TBMM Adalet Komisyonu Başkanı ve AK Parti İstanbul Milletvekili Cüneyt Yüksel, Avrupa Birliği Karma Parlamento Komisyonu Eş Başkanı ve AK Parti İstanbul Milletvekili İsmail Emrah Karayel, Anayasa Komisyonu Üyesi ve AK Parti Denizli Milletvekili Cahit Özkan ile Güney Afrika Cumhuriyeti’nin İsrail aleyhine Uluslararası Adalet Divanında açtığı “soykırım” davasında alınan ihtiyati tedbir kararına ilişkin Meclis’te basın toplantısı düzenledi.
Yüksel, Güney Afrika Cumhuriyeti’nin, İsrail’in Refah kentine yönelik saldırılarının durdurulması için resen harekete geçecek ilave ihtiyati tedbir alınmasına dair değerlendirme yapması talebinde bulunduğunu aktardı.

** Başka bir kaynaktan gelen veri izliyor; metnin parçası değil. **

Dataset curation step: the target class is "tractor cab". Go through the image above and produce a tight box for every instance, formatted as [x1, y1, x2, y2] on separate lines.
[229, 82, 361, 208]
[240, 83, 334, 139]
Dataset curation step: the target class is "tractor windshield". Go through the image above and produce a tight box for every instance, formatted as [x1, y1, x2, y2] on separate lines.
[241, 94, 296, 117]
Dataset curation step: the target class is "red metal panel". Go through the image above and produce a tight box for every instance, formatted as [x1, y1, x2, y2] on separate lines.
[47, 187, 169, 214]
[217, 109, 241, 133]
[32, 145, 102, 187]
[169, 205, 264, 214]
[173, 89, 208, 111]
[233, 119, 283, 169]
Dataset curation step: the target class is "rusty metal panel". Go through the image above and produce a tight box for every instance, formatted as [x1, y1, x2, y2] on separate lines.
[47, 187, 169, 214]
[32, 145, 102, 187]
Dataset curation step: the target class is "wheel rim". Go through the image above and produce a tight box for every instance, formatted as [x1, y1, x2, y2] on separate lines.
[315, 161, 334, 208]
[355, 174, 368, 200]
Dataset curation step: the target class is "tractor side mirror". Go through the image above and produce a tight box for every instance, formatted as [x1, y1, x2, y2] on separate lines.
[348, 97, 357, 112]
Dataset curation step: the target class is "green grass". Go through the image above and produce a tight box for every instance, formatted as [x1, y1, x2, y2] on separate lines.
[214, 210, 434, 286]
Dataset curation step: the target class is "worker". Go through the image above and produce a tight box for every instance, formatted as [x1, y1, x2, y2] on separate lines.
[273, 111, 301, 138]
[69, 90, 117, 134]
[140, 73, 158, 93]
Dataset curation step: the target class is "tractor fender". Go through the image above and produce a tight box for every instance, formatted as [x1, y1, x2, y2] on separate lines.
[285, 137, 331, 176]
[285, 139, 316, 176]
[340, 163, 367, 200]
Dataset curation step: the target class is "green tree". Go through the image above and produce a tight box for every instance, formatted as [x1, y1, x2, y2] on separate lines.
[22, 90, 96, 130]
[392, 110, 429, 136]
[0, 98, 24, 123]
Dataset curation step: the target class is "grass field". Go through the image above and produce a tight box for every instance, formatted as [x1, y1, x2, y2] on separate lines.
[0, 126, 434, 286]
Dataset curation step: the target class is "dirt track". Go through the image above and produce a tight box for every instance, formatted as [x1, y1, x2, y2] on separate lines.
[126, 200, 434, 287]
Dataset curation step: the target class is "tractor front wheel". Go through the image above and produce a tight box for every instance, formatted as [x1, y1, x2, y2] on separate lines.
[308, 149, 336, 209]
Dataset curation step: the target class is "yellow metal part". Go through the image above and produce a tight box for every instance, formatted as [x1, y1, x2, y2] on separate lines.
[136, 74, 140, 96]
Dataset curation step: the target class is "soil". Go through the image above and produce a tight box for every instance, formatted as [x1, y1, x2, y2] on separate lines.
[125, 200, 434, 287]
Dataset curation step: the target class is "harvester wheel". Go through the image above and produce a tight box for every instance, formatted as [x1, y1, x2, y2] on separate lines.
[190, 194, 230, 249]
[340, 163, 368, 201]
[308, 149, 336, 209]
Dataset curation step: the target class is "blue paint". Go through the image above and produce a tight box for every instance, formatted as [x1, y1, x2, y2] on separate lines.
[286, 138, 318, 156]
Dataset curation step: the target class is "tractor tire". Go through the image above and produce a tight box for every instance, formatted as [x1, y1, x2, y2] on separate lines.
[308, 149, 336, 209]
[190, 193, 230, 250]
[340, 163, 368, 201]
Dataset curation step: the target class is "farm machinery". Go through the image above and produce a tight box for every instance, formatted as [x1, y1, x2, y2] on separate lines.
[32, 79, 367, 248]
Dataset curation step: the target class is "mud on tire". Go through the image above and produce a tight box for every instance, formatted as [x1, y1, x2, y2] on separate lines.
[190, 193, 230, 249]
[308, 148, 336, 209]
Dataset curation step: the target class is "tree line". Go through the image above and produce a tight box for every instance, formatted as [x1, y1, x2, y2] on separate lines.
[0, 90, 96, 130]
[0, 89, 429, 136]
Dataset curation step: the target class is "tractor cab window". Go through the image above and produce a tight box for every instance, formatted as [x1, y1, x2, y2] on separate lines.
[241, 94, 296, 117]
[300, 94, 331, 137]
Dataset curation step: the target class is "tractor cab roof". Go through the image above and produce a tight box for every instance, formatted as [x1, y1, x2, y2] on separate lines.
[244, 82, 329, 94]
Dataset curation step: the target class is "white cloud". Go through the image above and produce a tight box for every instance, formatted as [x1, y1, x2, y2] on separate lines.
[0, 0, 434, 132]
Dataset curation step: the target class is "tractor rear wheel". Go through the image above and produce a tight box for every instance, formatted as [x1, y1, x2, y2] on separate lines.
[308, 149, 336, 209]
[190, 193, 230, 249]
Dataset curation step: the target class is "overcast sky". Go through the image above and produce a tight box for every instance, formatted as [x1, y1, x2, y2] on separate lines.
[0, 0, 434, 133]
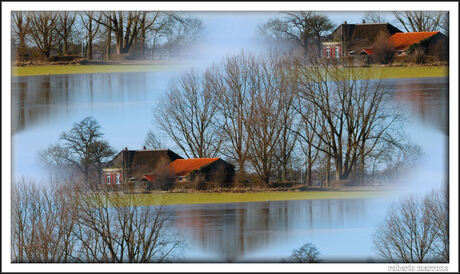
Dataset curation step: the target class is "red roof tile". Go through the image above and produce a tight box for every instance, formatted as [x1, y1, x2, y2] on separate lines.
[169, 158, 220, 176]
[144, 175, 156, 182]
[388, 31, 439, 50]
[359, 49, 374, 55]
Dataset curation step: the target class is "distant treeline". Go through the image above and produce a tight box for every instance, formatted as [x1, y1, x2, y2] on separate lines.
[11, 11, 203, 62]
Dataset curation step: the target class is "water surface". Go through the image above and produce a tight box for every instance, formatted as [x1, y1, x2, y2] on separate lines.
[11, 74, 449, 262]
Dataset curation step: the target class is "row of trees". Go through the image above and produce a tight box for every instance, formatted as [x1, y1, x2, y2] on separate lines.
[12, 11, 203, 60]
[374, 189, 449, 263]
[39, 116, 115, 183]
[11, 181, 181, 263]
[154, 52, 413, 185]
[259, 11, 449, 56]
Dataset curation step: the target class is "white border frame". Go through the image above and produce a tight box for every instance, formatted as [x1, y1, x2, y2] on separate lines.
[1, 2, 459, 272]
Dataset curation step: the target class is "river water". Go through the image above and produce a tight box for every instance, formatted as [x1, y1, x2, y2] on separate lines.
[11, 71, 449, 262]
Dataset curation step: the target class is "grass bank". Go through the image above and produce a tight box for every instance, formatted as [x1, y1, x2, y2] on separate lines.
[12, 64, 449, 79]
[11, 64, 179, 76]
[362, 66, 449, 79]
[118, 191, 390, 206]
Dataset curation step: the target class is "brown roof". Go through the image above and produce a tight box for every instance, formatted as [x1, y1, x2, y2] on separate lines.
[169, 158, 220, 176]
[327, 23, 401, 50]
[388, 31, 439, 51]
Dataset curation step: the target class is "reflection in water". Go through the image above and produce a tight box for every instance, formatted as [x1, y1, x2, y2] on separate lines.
[171, 199, 382, 262]
[11, 72, 448, 261]
[11, 73, 165, 135]
[385, 77, 449, 135]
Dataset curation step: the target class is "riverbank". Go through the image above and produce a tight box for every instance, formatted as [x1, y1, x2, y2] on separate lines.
[116, 191, 391, 206]
[11, 64, 179, 76]
[12, 63, 449, 79]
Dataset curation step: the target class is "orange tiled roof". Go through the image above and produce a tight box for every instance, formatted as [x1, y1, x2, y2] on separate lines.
[144, 175, 156, 182]
[388, 31, 439, 50]
[169, 158, 220, 176]
[359, 49, 374, 55]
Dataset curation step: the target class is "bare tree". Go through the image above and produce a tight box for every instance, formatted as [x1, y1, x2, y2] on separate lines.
[74, 185, 181, 263]
[156, 70, 222, 158]
[374, 188, 449, 263]
[393, 11, 445, 32]
[94, 11, 141, 54]
[292, 60, 401, 184]
[144, 130, 163, 149]
[245, 56, 292, 184]
[289, 243, 321, 263]
[206, 52, 256, 179]
[259, 11, 334, 55]
[80, 11, 101, 60]
[11, 11, 30, 59]
[30, 11, 58, 58]
[11, 180, 77, 263]
[372, 32, 395, 64]
[56, 11, 77, 55]
[40, 117, 114, 182]
[363, 11, 388, 24]
[11, 181, 181, 263]
[290, 96, 327, 186]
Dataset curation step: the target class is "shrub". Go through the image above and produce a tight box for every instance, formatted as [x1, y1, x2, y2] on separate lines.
[289, 243, 320, 263]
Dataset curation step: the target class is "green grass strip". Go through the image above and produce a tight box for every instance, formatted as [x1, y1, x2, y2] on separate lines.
[361, 66, 449, 80]
[12, 64, 449, 79]
[12, 64, 179, 76]
[115, 191, 391, 206]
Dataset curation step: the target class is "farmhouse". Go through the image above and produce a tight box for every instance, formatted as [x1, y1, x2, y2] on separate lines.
[359, 31, 448, 56]
[145, 158, 235, 183]
[322, 21, 401, 58]
[388, 31, 447, 55]
[103, 148, 235, 184]
[102, 147, 182, 184]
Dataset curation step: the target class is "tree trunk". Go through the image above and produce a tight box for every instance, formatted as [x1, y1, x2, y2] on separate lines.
[86, 37, 93, 60]
[62, 38, 68, 56]
[307, 163, 312, 186]
[106, 20, 112, 60]
[325, 154, 331, 187]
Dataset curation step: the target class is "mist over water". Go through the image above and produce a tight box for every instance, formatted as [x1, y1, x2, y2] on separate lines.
[12, 12, 449, 261]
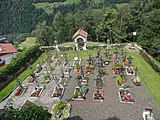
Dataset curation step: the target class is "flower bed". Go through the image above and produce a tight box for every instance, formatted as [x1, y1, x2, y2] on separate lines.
[126, 67, 135, 75]
[30, 86, 44, 98]
[26, 76, 34, 84]
[15, 87, 27, 96]
[93, 89, 104, 102]
[34, 64, 43, 73]
[142, 108, 155, 120]
[116, 76, 125, 86]
[118, 88, 134, 103]
[79, 78, 88, 86]
[72, 57, 81, 67]
[59, 77, 69, 86]
[51, 85, 64, 99]
[86, 68, 92, 75]
[51, 102, 71, 120]
[72, 86, 89, 100]
[41, 75, 53, 84]
[133, 76, 141, 86]
[95, 79, 104, 88]
[76, 69, 81, 74]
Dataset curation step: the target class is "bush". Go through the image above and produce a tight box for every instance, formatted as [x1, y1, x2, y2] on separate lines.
[0, 46, 41, 83]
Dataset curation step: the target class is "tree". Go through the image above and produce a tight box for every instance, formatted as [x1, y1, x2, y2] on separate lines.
[52, 12, 67, 43]
[35, 21, 55, 45]
[96, 9, 116, 42]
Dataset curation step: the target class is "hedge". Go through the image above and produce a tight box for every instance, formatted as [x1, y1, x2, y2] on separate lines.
[0, 46, 41, 83]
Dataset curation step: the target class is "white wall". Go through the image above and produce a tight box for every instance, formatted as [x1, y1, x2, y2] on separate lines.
[74, 35, 87, 42]
[0, 53, 15, 64]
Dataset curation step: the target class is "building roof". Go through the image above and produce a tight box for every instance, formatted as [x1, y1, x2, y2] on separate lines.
[72, 29, 88, 39]
[0, 43, 17, 54]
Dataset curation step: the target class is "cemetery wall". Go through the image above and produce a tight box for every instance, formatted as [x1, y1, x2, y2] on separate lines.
[135, 44, 160, 74]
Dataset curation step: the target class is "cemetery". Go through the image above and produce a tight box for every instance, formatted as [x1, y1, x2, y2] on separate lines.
[1, 41, 158, 120]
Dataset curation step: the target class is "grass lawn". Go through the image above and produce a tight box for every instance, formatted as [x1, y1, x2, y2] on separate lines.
[34, 2, 54, 14]
[67, 0, 80, 4]
[18, 37, 36, 50]
[0, 53, 46, 101]
[58, 42, 106, 46]
[128, 51, 160, 107]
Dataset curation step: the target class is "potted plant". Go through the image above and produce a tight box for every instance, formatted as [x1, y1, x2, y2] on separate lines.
[51, 102, 71, 120]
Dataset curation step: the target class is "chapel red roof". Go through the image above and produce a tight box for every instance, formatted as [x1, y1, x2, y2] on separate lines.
[72, 29, 88, 39]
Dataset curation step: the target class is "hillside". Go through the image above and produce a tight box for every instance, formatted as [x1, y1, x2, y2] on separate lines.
[0, 0, 47, 35]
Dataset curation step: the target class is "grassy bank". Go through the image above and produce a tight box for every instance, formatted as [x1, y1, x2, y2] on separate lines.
[0, 53, 46, 101]
[128, 51, 160, 107]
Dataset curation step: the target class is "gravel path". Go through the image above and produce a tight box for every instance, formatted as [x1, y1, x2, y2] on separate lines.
[62, 65, 160, 120]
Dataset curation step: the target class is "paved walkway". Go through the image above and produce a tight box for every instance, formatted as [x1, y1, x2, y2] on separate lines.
[62, 65, 160, 120]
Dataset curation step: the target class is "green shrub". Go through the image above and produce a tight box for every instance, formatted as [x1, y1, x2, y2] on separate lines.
[0, 46, 41, 83]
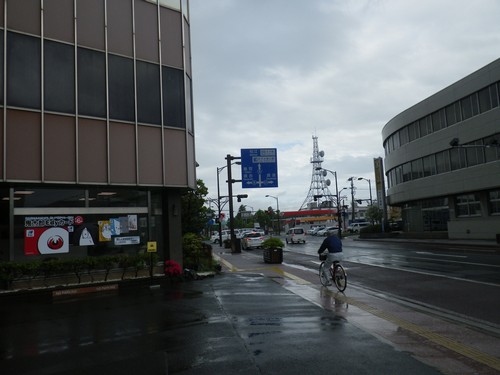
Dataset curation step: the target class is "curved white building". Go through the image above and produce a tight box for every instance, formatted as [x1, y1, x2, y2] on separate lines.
[382, 59, 500, 240]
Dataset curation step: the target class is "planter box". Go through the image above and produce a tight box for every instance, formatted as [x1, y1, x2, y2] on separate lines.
[264, 248, 283, 264]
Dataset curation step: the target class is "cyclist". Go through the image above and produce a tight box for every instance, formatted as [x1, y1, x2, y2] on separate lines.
[318, 230, 342, 285]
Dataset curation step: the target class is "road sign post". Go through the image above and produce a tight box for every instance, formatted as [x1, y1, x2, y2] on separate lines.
[241, 148, 278, 189]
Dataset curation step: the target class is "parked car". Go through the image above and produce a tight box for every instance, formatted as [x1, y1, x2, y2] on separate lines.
[347, 221, 370, 233]
[316, 226, 339, 237]
[241, 232, 266, 250]
[210, 229, 231, 243]
[285, 227, 306, 243]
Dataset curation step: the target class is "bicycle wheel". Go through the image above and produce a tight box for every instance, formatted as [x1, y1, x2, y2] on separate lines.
[333, 263, 347, 292]
[319, 262, 329, 286]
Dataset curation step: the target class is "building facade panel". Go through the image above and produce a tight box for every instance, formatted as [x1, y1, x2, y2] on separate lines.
[77, 118, 108, 184]
[160, 8, 184, 68]
[76, 0, 105, 51]
[43, 0, 75, 43]
[43, 113, 76, 183]
[106, 0, 134, 57]
[109, 122, 137, 185]
[164, 129, 189, 186]
[134, 0, 159, 63]
[0, 0, 196, 263]
[138, 126, 163, 185]
[382, 59, 500, 240]
[7, 0, 41, 35]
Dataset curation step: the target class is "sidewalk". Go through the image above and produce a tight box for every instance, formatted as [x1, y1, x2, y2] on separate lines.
[0, 248, 440, 375]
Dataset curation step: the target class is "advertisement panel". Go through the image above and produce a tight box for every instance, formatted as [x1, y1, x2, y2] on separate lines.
[24, 214, 147, 255]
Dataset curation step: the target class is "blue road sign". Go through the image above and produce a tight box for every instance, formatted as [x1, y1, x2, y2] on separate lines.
[241, 148, 278, 189]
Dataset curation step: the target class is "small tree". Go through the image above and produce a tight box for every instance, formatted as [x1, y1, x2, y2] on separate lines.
[365, 205, 384, 225]
[182, 180, 213, 234]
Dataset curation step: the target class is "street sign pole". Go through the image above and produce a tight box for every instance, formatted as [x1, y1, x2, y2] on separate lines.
[226, 154, 241, 253]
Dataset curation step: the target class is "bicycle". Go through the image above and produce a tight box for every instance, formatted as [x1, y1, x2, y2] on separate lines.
[319, 254, 347, 292]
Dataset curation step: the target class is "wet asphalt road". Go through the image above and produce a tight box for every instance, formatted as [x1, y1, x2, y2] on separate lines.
[0, 273, 439, 375]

Gazze’deki durumda, mahkemenin acil olarak ilgilenmesini gerektiren önemli bir gelişme yaşandığına da dikkati çeken Yüksel, Başbakan Binyamin Netanyahu’nun, İsrail ordusu ve güvenlik teşkilatına “Hamas’ın Gazze’nin güneyindeki 4 taburunun yok edilmesi ve buradaki nüfusun çıkarılması” için hükümete sunmak üzere ortak bir plan hazırlaması talimatını verdiğini anımsattı.
Yüksel, 280 bin Filistinliye ev sahipliği yapan Refah’ın şu anda derme çatma çadırlarda Gazze nüfusunun yarısından fazlasına ev sahipliği yaptığını belirtti.
Uluslararası Adalet Divanı’nın, Doğu Kudüs dahil olmak üzere İsrail’in işgal ettiği Filistin toprakları, politika ve uygulamalarından kaynaklanan hukuki sonuçlar konusunda davanın devam ettiğini hatırlatan Yüksel, 26 Şubat’ta Türkiye’nin Uluslararası Adalet Divanı’nda sunum yapacağını kaydetti.
Türkiye’nin konuyu hassasiyetle takip ettiğini dile getiren Yüksel, Meclis adına bu görüşmelere katılacaklarını, Filistin’e gerekli desteği vereceklerini söyledi.
Filistin’e yapılan yardımlara da değinen Yüksel, bölgeye çok sayıda insani yardım malzemesinin ulaştırıldığını, 380 hasta ve yaralının Türkiye’ye getirildiğini anlattı.
Açıklamalarının ardından basın mensuplarının sorularını da yanıtlayan Yüksel, bir gazetecinin “Bir ihtiyati tedbir kararının daha alınmasının bir şeyi değiştireceğine inanıyor musunuz?” sorusu üzerine, ihtiyati tedbir kararlarının bağlayıcı olduğunu ve uygulama zorunluluğunun bulunduğunu ifade etti.